するり、と握っていた手がなくなって、オレは顔を上げた。困ったような顔をしているキラヤマトと目が合った。
「きみまで冷えちゃうと困るから」
キラヤマトはそう言った。オレは頷いた。
キラヤマトが差し出してきた色々な色の飴玉をオレは断り、彼の部屋を出た。彼の部屋のベッドに軍服があったということは、彼はオーブの軍人として昼間は働いているのかもしれない。
あれから数日経つが、あの日以来また彼の姿は見かけなくなってしまった。この屋敷は3人で暮らすには広すぎて、誰かが出かけても帰ってきても、気付きにくいのだ。夕食も部屋で食べているらしく、あの日以来テーブルから彼の分の食器が並ばなくなっていた。もしかしたら、モルゲンレーテの工場で何かご馳走になっているのかもしれない。

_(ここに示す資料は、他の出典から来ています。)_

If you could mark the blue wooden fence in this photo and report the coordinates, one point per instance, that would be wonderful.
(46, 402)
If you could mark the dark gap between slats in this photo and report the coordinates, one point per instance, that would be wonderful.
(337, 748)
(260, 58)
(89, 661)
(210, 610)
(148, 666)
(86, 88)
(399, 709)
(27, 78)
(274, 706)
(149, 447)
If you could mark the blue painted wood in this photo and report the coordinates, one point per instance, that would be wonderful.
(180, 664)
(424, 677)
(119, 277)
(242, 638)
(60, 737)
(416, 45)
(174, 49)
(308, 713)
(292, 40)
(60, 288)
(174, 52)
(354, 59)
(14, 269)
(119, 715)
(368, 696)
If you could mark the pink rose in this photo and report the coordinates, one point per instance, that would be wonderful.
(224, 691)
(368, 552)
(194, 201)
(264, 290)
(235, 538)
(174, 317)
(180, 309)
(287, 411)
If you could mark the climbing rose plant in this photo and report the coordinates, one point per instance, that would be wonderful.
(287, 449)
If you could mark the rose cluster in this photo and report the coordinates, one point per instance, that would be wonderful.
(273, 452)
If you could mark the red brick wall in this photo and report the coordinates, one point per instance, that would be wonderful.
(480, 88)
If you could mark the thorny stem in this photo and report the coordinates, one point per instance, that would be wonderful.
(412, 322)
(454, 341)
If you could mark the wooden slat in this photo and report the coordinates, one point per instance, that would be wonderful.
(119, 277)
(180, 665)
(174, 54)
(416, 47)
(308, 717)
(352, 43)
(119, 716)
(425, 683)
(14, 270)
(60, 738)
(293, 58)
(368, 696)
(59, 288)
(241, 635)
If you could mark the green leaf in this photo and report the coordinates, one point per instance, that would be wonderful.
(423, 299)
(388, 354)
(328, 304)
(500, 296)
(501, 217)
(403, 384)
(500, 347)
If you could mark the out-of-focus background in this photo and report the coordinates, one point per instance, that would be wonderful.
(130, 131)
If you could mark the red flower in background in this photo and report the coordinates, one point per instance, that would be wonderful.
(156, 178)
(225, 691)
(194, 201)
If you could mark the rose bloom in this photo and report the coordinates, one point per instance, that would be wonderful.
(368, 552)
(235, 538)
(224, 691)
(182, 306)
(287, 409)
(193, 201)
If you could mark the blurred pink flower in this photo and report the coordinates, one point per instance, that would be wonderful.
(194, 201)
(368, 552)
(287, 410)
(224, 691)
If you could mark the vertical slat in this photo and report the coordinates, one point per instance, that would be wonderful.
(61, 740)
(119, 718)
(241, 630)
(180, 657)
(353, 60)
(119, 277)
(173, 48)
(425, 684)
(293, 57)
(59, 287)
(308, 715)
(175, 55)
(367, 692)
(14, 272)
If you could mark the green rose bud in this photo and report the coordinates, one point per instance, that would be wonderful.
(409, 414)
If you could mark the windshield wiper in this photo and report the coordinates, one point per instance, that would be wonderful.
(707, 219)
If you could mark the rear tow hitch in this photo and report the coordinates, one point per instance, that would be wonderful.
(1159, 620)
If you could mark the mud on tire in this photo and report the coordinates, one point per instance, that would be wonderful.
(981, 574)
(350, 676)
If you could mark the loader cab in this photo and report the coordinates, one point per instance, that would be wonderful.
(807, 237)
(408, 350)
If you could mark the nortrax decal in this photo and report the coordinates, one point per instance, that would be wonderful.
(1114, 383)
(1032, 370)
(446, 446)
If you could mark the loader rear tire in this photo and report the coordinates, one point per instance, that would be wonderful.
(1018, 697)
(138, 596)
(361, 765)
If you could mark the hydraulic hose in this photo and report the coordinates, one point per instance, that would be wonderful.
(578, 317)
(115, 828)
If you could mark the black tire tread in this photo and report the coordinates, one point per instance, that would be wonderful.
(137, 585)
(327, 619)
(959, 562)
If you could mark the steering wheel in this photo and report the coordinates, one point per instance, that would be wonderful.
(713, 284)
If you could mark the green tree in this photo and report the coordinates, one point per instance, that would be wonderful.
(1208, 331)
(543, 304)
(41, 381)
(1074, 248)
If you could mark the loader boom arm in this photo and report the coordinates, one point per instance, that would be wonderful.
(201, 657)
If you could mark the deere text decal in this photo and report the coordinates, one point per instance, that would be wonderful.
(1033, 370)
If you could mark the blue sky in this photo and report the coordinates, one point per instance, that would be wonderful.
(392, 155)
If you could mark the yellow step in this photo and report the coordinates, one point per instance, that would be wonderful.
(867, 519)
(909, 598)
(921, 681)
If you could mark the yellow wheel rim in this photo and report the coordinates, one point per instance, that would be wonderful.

きっと忙しくてもどって来れないのかもしれないですわね、とラクスクラインが言ったが、オレは首を振った。オレにはわかっている。
あの日以来毎晩オレの部屋の扉の下には、赤い紙につつまれた飴玉が転がっている。お礼に皮のついた林檎を置いておいてあげようかとも思ったが、彼が林檎を皮のまま噛り付いている姿が想像できないからやめておいた。